The card type magnetic recording apparatus 1 includes a case body 4 and upper and lower covers 5 and 6, and the case body 4 includes a frame 7 and a frame plate 8 (FIG. 3). The frame 7 and the frame plate 8 are integrated when the synthetic resin frame 7 is molded (outsert molding). On the upper surface of the frame plate 8 of the case body 4, the disk drive motor 2, the head body 9, the eject mechanism 10, and the like are arranged.
The circuit board 12 is attached via the insulating sheet 11. Reference numeral 13 denotes an external connector attached to the front end of the circuit board 12, for attaching the card type magnetic recording device 1 to a slot of another information device for connection. The rear end of the case body 4 is open so that the disk cassette 14 can be detached. This opening is closed by a shutter 15 which is attached to the rear end of the lower cover 6 so as to be able to be turned upside down. The disk cassette 14 has a disk-type recording medium 16 contained therein so as to be rotatable. When the disk-type recording medium 16 is mounted on the card-type magnetic recording apparatus 1, the shutter of the cassette is opened and the internal disk recording medium 16 is moved to the head body 9. Of the head.

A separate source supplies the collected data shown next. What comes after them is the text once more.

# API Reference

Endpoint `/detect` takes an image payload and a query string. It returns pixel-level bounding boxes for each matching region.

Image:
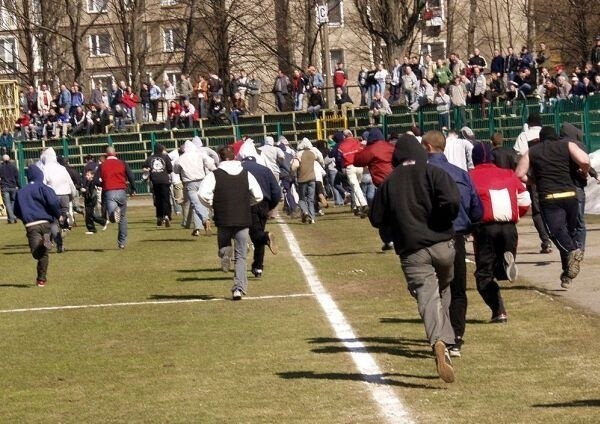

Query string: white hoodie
[38,147,76,197]
[174,140,216,183]
[198,160,263,208]
[258,136,285,177]
[168,148,181,184]
[192,136,220,165]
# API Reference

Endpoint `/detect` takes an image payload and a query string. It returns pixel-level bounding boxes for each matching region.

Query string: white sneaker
[232,289,242,301]
[85,231,95,235]
[503,251,518,282]
[102,221,109,231]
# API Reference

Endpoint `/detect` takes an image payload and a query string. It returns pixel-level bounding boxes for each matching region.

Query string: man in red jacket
[98,146,136,249]
[354,127,395,249]
[338,129,368,217]
[469,142,531,323]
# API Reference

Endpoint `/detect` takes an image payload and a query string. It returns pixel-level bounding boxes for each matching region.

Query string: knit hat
[472,142,493,166]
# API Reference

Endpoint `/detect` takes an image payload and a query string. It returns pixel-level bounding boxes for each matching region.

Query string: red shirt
[353,140,394,186]
[338,137,364,168]
[100,156,128,191]
[168,103,182,118]
[122,93,138,109]
[469,163,530,223]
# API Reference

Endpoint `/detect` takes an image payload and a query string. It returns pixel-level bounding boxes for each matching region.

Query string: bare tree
[467,0,477,54]
[354,0,427,66]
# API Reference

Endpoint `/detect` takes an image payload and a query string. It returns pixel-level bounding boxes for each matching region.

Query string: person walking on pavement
[516,126,590,289]
[199,145,263,300]
[369,134,460,383]
[513,113,553,253]
[423,131,483,357]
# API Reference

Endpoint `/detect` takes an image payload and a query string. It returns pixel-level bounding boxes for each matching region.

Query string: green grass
[1,206,600,422]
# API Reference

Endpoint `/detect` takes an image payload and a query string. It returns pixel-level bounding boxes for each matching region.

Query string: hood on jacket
[560,122,584,143]
[278,136,289,146]
[218,160,244,175]
[540,126,558,141]
[264,136,275,146]
[40,147,57,165]
[472,142,493,166]
[392,135,426,167]
[332,131,344,145]
[27,165,44,183]
[460,126,475,141]
[367,128,384,145]
[56,155,67,166]
[182,140,197,154]
[192,136,204,150]
[298,137,313,151]
[238,138,260,160]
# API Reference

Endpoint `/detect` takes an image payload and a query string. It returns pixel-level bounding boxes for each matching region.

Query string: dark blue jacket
[13,166,61,225]
[242,158,282,209]
[428,153,482,233]
[0,160,20,190]
[0,132,13,152]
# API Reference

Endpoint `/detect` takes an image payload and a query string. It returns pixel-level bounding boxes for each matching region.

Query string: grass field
[1,205,599,423]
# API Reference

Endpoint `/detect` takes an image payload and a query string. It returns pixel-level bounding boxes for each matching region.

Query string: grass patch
[1,206,599,422]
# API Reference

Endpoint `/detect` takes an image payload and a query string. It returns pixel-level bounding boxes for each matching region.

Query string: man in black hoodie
[369,135,460,383]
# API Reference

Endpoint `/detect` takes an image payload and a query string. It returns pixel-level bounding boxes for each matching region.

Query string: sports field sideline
[1,204,599,423]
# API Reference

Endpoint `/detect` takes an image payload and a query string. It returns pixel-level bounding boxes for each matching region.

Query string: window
[422,42,446,61]
[327,0,343,26]
[0,37,17,72]
[31,0,42,24]
[91,74,113,90]
[330,49,344,75]
[89,33,111,57]
[162,28,184,53]
[160,0,178,5]
[165,70,181,86]
[87,0,107,13]
[0,0,16,30]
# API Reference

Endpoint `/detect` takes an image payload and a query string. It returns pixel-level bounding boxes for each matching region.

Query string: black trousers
[249,200,270,270]
[473,222,518,316]
[450,234,467,341]
[149,100,159,122]
[528,184,551,249]
[152,183,172,220]
[26,222,51,281]
[539,196,579,273]
[85,202,107,232]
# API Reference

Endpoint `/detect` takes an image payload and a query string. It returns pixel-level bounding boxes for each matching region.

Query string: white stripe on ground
[0,293,314,314]
[278,220,414,424]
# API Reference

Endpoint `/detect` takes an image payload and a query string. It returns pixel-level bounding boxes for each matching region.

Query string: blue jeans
[218,227,249,294]
[360,173,375,206]
[104,189,128,246]
[184,180,209,228]
[327,169,344,205]
[294,93,304,111]
[142,104,149,122]
[298,181,316,219]
[2,188,17,222]
[575,187,586,251]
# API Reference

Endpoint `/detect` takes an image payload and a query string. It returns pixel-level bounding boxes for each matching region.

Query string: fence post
[150,131,156,154]
[235,125,241,140]
[62,138,69,159]
[276,122,282,139]
[583,97,591,151]
[16,141,25,187]
[107,134,113,147]
[488,102,495,136]
[382,114,388,139]
[418,109,424,130]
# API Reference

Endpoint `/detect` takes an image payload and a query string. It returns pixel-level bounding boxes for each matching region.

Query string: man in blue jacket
[13,166,62,287]
[423,130,483,357]
[240,153,282,278]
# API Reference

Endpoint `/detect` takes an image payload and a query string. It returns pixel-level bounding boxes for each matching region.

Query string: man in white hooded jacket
[199,145,263,300]
[37,147,76,253]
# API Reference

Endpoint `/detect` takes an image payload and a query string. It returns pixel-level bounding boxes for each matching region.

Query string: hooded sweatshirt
[353,128,394,186]
[14,166,62,226]
[259,136,285,177]
[39,147,77,197]
[173,140,216,182]
[237,138,267,166]
[560,123,598,187]
[369,136,460,255]
[192,136,220,165]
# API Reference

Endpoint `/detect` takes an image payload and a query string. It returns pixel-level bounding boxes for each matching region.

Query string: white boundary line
[0,293,314,314]
[278,220,414,424]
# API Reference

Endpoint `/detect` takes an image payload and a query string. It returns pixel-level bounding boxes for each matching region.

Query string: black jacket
[369,135,459,255]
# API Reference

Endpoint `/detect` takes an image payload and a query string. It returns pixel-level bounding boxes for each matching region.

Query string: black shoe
[157,218,163,226]
[560,273,572,289]
[540,245,553,254]
[490,313,508,323]
[381,242,394,251]
[359,205,369,219]
[163,216,170,228]
[252,268,263,278]
[191,229,200,237]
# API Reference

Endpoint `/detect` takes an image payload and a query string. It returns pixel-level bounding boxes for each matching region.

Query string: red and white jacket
[469,163,531,223]
[338,137,364,168]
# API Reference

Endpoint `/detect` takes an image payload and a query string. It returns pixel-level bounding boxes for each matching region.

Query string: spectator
[306,86,324,119]
[358,64,369,106]
[0,128,13,155]
[140,83,150,122]
[334,87,354,116]
[490,49,505,77]
[166,100,182,130]
[292,69,307,111]
[229,92,246,125]
[246,72,261,115]
[272,70,290,112]
[180,98,196,128]
[434,86,451,128]
[333,62,348,92]
[148,80,162,122]
[0,154,20,223]
[374,62,388,97]
[368,91,392,125]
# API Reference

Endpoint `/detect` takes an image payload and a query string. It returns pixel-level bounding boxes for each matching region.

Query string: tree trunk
[505,0,513,48]
[181,0,197,75]
[446,0,455,54]
[494,0,503,52]
[525,0,535,50]
[301,0,317,68]
[467,0,477,54]
[274,0,292,75]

The disk drive motor 2 is for driving and rotating the disk recording medium 16, and has a rotor 19 having a plate-shaped stator 17 having a thickness of 2.5 mm and a rotating shaft 18.
And a bearing 20 (FIG. 3), which is mounted in a motor mounting recess 21 (FIG. 4) on the upper surface of the frame plate 8. The stator 17 has a structure in which a stator coil 24 is radially arranged on a magnetic ring-shaped frame 23 having an opening 22 for accommodating the rotor 19 in the center.
Is provided with a rotor magnet 25 facing the stator coil 24 on the lower surface of the peripheral portion 19a. In this embodiment, the rotor 19 has a peripheral portion 19a made of stainless steel (SUS416) and a central portion 19b made of non-magnetic stainless steel (SUS303).

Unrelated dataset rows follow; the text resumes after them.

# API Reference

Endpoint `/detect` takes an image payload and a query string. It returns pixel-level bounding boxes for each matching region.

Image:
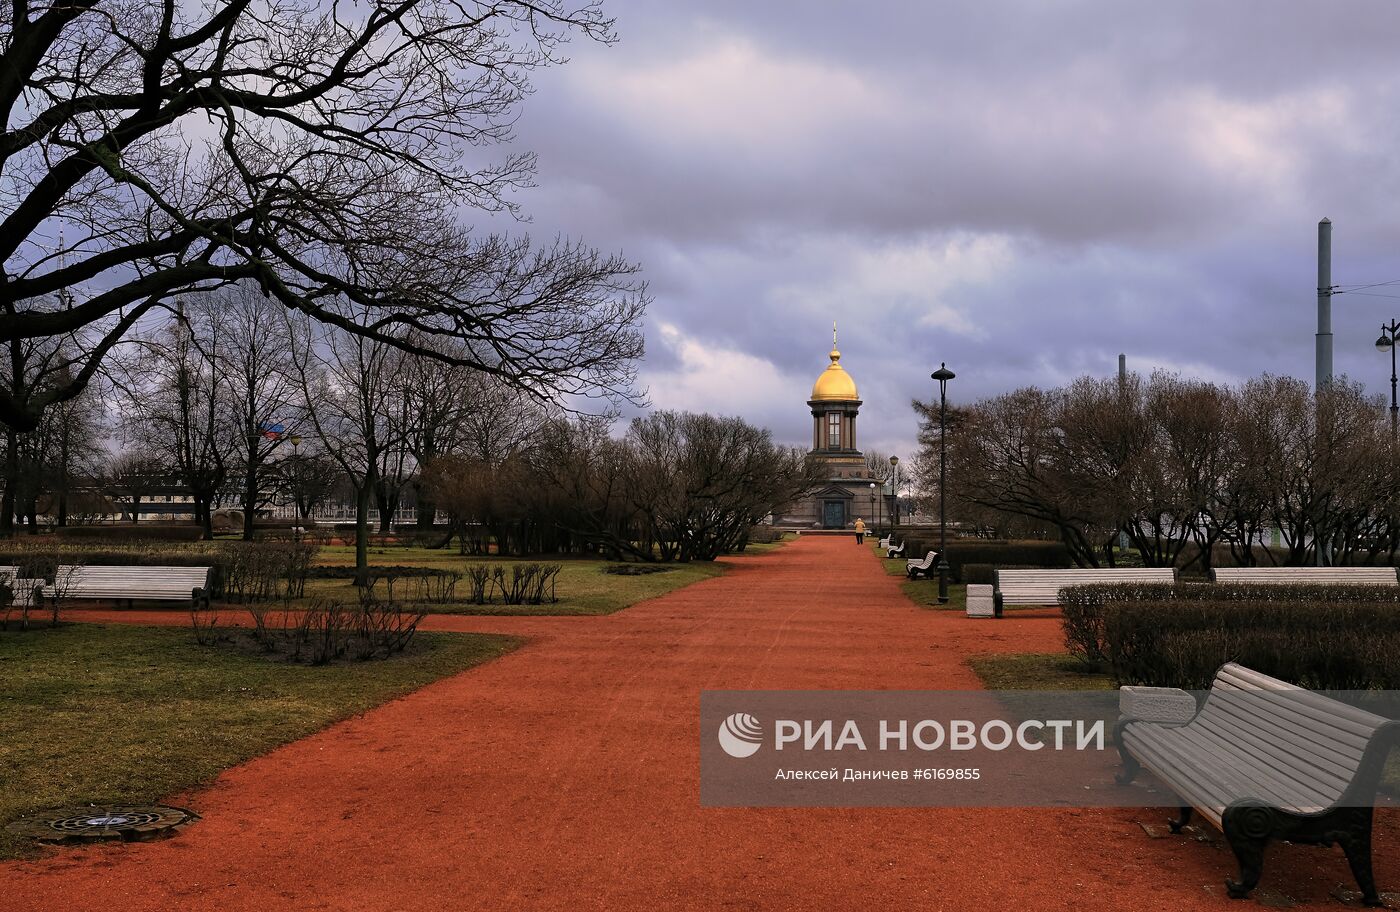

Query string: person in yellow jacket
[853,517,866,545]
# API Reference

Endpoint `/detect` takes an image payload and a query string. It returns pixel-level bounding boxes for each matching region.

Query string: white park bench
[886,540,906,559]
[43,565,212,606]
[992,567,1176,615]
[905,551,938,579]
[1115,663,1397,904]
[1211,566,1400,586]
[877,535,891,550]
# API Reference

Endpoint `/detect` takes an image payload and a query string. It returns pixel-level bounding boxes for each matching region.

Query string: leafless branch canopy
[0,0,646,429]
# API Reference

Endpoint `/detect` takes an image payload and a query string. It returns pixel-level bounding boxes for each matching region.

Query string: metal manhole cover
[5,805,199,844]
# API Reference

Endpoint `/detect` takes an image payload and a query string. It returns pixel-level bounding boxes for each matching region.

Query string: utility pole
[1315,218,1333,565]
[1117,353,1130,557]
[1316,218,1333,391]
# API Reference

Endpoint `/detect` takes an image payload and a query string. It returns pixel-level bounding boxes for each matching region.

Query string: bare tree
[111,300,232,535]
[0,0,646,432]
[290,318,406,580]
[214,283,302,539]
[105,451,167,523]
[624,412,818,562]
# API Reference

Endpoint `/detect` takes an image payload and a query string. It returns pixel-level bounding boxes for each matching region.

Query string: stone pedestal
[966,584,995,618]
[1118,686,1197,724]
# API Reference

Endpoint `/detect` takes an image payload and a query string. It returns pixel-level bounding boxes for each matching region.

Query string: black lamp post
[1376,321,1400,440]
[870,482,879,535]
[888,455,899,527]
[931,363,956,604]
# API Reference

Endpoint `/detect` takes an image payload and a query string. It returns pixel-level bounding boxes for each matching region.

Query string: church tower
[787,325,878,529]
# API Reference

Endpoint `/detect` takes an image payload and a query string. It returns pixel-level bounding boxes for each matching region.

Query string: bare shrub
[189,590,220,646]
[420,570,462,605]
[465,565,491,604]
[353,589,427,659]
[282,542,319,598]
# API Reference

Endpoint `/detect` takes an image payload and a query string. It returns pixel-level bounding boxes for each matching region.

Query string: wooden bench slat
[1188,714,1357,799]
[1212,567,1399,585]
[994,568,1176,606]
[1126,726,1333,814]
[49,566,211,602]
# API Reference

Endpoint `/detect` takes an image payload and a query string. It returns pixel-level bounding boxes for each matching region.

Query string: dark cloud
[485,1,1400,457]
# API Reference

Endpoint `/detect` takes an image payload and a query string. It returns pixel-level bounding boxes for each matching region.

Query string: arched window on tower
[827,412,841,449]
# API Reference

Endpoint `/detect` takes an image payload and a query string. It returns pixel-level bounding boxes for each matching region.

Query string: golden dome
[811,347,859,401]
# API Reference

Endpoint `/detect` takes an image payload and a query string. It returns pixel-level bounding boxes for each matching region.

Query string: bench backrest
[1189,663,1396,808]
[54,565,211,600]
[908,551,936,567]
[994,568,1176,605]
[1211,566,1400,586]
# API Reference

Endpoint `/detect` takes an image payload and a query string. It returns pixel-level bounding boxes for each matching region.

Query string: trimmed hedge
[960,563,1044,585]
[55,524,204,542]
[894,539,1071,582]
[1060,582,1400,665]
[1104,599,1400,690]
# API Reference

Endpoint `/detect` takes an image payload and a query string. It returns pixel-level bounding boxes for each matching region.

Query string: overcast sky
[494,0,1400,458]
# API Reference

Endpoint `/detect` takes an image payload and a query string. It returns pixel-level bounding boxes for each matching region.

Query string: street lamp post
[288,434,304,540]
[870,483,878,536]
[931,363,956,604]
[1376,321,1400,440]
[888,455,899,527]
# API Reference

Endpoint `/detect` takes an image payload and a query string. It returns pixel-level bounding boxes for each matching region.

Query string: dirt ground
[2,535,1394,911]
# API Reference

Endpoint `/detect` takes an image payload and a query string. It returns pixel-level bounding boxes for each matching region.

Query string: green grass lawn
[730,533,793,555]
[305,547,725,615]
[0,623,520,859]
[967,653,1114,690]
[868,542,967,610]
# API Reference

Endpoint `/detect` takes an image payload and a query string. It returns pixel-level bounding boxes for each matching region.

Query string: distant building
[777,333,879,529]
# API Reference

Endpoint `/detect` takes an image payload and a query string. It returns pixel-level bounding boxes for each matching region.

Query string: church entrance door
[822,500,846,529]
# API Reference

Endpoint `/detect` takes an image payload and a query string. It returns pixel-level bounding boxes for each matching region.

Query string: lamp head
[1378,333,1394,353]
[931,362,956,396]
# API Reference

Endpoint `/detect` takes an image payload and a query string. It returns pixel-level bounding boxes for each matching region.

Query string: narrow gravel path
[2,535,1393,910]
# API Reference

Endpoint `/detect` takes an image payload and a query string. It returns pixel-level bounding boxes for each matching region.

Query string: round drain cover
[5,805,199,844]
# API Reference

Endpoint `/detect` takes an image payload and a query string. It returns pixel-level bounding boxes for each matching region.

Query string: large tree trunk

The shaft 18 has a structure in which a brass (non-magnetic material) disk-shaped flange 27 is integrally mounted on a magnetic material rotating shaft 26. Herringbones are provided on the upper and lower surfaces and the outer peripheral surface of the disk-shaped flange 27. A so-called dynamic pressure groove 28 is formed (FIGS. 5 and 6). The bearing 20 includes a donut-shaped magnet member 29, an upper yoke body 30, and a lower yoke body 31.
These are fixed to the motor shaft mounting hole 32 (FIG. 4) of the frame plate 8 at the lower part, and are fixed members with respect to the shaft body 18. The magnet member 29 is formed of a rare earth sintered magnet. The magnet member 29 is magnetized in the thickness direction, and the inner surface of the donut shape has a disk-shaped flange 27 on the shaft body 18.
Is precisely formed by polishing or the like so as to have a diameter 4 to 5 μm larger than the outer shape of the disk-shaped flange 27, and is accurately formed by polishing or the like so that the thickness dimension is 4 to 5 μm larger than the thickness dimension of the disc-shaped flange 27. I have. Upper yoke body 3
Numeral 0 is formed by punching out a magnetic plate material into a ring shape, and is attached to the upper surface of the magnet member 29 so that its inner edge projects inward from the inner edge of the magnet member 29.
The lower yoke body 31 is attached to the lower surface of the magnet member 29 in a disk shape.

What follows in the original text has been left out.